## TicTacToe ES Implementation

Code for the environment, and inspiration was sourced from https://github.com/Zeta36/pytorch-es-tic-tac-toe/tree/master

### The policy

In [1]:
import torch
import torch.nn as nn
import torch.nn.functional as F

class simpleMLP(nn.Module):
    def __init__(self, state_dim, action_dim):
        super(simpleMLP, self).__init__()
        self.linear1 = nn.Linear(state_dim, 64)
        self.linear2 = nn.Linear(64, 32)
        self.out = nn.Linear(32, action_dim)

    def forward(self, x):
        x = nn.functional.relu(self.linear1(x))
        x = nn.functional.relu(self.linear2(x))
        o = self.out(x)
        return o
    
    def count_parameters(self):
        count = 0
        for param in self.parameters():
            count += param.data.numpy().flatten().shape[0]
        return count

    def es_params(self):
        """
        The params that should be trained by ES (all of them)
        """
        return [(k, v) for k, v in zip(self.state_dict().keys(),
                                       self.state_dict().values())]
    
class ES(torch.nn.Module):

    def __init__(self, num_inputs, num_outputs):
        """
        Really I should be using inheritance for the small_net here
        """
        super(ES, self).__init__()

        self.linear1 = nn.Linear(num_inputs, 256)
        self.linear2 = nn.Linear(256, 256)
        self.linear3 = nn.Linear(256, 256)
        self.actor_linear = nn.Linear(256, num_outputs)

        self.train()

    def forward(self, inputs):

        x = F.elu(self.linear1(inputs))
        x = F.elu(self.linear2(x))
        x = F.elu(self.linear3(x))

        return self.actor_linear(x)

    def count_parameters(self):
        count = 0
        for param in self.parameters():
            count += param.data.numpy().flatten().shape[0]
        return count

    def es_params(self):
        """
        The params that should be trained by ES (all of them)
        """
        return [(k, v) for k, v in zip(self.state_dict().keys(),
                                        self.state_dict().values())]

### The environment

In [2]:
from __future__ import absolute_import, division, print_function

import numpy as np
import random

class TicTacToeEnv:

    def __init__(self):
        self.observation_space = 9
        self.board = list('---------')
        self.action_space = 9

    def step(self, action):
        """
        Given an action, the model moves and we observe the new state and return the reward .
        Arguments:
              action: a integer between 0 and 8 (the place to move).
        Return Value:
               new state of board, reward, game ended (True|False)
        """
        if self.board[action] != '-':
            # Ilegal move
            return self.getBoard(), -0.2, True

        #Model moves
        self.board[action] = 'X'

        #Is Draw
        if self.isDraw(self.board):
            return self.getBoard(), 1, True

        #Classic AI moves
        reward, move = self.nextMove(self.board, 'O')
        self.board[move] = 'O'

        # Classic AI wins
        if self.isWin(self.board):
            return self.getBoard(), -1, True

        #Is Draw
        if self.isDraw(self.board):
            return self.getBoard(), 1, True

        return self.getBoard(), 0.1, False

    def getBoard(self):
        board = np.asarray([ord(i) for i in self.board], np.float32)
        return board

    def clearProb(self, prob):
        for i in range(9):
            if self.board[i] != '-':
                prob[i] = 0.0
        return prob

    def chunks(slef, l, n):
        return [l[i:i + n] for i in range(0, len(l), n)]

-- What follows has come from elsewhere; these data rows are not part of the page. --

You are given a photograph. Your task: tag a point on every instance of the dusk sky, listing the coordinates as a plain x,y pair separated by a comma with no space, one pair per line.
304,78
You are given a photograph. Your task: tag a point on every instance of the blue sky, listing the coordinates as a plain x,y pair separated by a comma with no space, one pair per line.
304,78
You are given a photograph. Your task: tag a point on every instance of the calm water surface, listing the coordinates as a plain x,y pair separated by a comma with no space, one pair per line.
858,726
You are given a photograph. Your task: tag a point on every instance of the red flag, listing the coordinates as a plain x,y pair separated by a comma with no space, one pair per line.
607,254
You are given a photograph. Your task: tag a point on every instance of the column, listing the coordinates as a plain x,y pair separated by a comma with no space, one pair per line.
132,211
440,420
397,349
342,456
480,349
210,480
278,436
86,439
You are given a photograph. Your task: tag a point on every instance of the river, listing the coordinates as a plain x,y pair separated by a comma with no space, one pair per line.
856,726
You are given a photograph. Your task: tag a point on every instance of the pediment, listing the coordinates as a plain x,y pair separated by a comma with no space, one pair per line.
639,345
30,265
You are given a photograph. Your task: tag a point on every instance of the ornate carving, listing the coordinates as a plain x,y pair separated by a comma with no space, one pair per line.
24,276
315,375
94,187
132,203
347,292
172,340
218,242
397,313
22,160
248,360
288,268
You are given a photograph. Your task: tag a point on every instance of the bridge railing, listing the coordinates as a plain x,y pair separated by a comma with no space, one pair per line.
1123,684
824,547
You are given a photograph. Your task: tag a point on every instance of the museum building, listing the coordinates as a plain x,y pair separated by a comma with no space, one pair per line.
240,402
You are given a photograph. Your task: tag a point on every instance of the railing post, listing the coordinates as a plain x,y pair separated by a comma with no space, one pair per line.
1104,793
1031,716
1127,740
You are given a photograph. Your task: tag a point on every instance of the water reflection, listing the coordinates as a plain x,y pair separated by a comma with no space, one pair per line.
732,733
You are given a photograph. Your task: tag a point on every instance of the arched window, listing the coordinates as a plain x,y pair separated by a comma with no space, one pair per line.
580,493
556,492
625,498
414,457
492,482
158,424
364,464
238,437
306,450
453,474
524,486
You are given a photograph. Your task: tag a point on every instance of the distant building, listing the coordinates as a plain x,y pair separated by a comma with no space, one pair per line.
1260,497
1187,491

    def reset(self, first):
        """
        Start a new game where first move 'first'
        Return: the state of the reset board
        """
        self.board = list('---------')
        if first == 0:
            p = random.random()
            if p < 0.5:
                _, move = self.nextMove(self.board, 'O')
                self.board[move] = 'O'
                print("\nClassical AI moves first with 'O':\n")
                return self.getBoard()
            else:
                print("\nModel moves first with 'X':\n")
                return self.getBoard()
        elif first == 1:
            return self.getBoard()
        else:
            _, move = self.nextMove(self.board, 'O')
            self.board[move] = 'O'
            return self.getBoard()

    def render(self):
        """
        Print the board state
        """
        board2D = np.array(self.chunks(self.board, 3))
        for i in range(3):
                print(board2D[i].flatten())

        print('\nX = Model AI, O = Classical AI\n')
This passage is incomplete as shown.